Por favor, deja la mesa quieta. Vas a romper el vaso. Yo sólo quiero que estés serena, que no te enfades. Podemos dialogar tranquilamente. Tú haz que yo pueda leer cada palabra, despacio, sin arrebatos. Entiendo tu rabia, no creas que no, pero yo fui más rápida. Dime, hermanita, ¿sabes quién te mató?
¿Cómo dices? ¿Yo? No. Fue tu marido. No te enfurezcas, hermana. Fue él quien lo hizo. Sí, sí. Y tú lo sabes. Claro que sí; no te equivocas, yo le mandé hacerlo. Es lógico, ¿no? De qué manera íbamos a vivir lo nuestro contigo al lado. Cariño, entiéndelo. Yo estaba antes. Le conocí y le amé antes. Pero, tranquila, por lo demás no te preocupes. Te dejaremos estar aquí, en casa, siempre.
Vale, vale, le cuidaré; bueno le cuidaremos las dos. ¿Me perdonas? Gracias, hermana. Ahora da gusto tenerte así, encima de la mesa, más calmadita.
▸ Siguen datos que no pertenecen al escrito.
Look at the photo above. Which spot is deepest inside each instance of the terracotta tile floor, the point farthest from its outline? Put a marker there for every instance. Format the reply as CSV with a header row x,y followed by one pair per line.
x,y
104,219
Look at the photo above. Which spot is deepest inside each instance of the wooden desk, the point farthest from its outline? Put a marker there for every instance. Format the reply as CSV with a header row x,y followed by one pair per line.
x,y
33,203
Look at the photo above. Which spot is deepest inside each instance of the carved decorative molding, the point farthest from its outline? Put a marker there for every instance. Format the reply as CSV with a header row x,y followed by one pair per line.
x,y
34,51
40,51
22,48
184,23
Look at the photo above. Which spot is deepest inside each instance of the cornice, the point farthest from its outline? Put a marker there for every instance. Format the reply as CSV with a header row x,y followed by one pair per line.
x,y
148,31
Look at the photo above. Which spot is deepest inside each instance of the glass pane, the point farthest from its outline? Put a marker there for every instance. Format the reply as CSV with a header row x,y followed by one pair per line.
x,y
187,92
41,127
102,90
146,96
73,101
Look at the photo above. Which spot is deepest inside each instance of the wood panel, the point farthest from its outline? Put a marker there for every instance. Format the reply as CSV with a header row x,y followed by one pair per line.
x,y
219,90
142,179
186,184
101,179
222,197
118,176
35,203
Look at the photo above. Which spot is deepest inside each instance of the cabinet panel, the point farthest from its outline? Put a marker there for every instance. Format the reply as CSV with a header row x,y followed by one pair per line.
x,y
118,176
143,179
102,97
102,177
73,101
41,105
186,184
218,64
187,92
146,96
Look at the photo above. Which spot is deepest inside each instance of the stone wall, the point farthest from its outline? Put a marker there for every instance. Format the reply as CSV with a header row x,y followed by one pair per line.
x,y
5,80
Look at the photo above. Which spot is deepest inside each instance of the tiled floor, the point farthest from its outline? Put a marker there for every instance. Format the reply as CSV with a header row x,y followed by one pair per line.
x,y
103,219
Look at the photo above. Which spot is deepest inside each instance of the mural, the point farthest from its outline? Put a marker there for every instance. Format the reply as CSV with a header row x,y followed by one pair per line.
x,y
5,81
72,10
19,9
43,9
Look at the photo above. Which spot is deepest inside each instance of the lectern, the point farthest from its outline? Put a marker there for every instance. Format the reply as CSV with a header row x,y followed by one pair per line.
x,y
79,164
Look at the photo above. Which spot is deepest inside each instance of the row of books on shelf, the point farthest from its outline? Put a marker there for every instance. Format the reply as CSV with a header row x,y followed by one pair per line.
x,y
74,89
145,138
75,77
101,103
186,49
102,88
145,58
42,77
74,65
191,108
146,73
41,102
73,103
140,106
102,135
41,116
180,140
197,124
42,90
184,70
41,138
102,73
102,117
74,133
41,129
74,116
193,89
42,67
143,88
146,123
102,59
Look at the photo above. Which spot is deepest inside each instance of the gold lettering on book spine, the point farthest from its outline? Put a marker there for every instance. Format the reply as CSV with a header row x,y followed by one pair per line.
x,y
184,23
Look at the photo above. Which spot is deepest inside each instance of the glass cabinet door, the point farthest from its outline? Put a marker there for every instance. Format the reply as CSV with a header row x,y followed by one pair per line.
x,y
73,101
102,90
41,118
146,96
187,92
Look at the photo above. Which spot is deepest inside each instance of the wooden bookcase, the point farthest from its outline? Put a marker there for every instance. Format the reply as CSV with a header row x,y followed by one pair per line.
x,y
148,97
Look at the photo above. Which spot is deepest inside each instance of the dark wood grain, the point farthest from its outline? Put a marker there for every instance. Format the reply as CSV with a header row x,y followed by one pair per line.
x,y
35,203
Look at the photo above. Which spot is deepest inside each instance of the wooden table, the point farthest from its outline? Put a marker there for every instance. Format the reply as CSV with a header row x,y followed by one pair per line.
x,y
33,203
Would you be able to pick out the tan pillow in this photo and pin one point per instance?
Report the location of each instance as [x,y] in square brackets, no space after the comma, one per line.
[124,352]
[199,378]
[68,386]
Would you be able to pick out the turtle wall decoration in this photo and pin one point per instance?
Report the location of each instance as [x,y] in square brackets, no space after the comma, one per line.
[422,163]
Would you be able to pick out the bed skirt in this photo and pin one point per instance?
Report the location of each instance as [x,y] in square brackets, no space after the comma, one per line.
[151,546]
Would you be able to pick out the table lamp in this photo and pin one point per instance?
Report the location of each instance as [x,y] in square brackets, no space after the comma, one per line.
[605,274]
¿Queeeé? No, no, no, no, no, por favor. ¡Deja esa vela! ¡Ay, las cortinas! ¡La puerta! ¡Déjame salir, por favor! ¡A pesar de todo, yo te quiero! ¡Déjame salir, déjame salir, por favor te lo pido…!
Después de todo, no era para tanto, hermana. Ahora, desde tu mismo lado, le veo incluso vulgar. ¿Le dejamos ahí, o lo traemos con nosotras? Vale, vale. Dejémosle sin las dos. Ahora sí que estaremos infinitamente juntas. Te quiero, hermanita.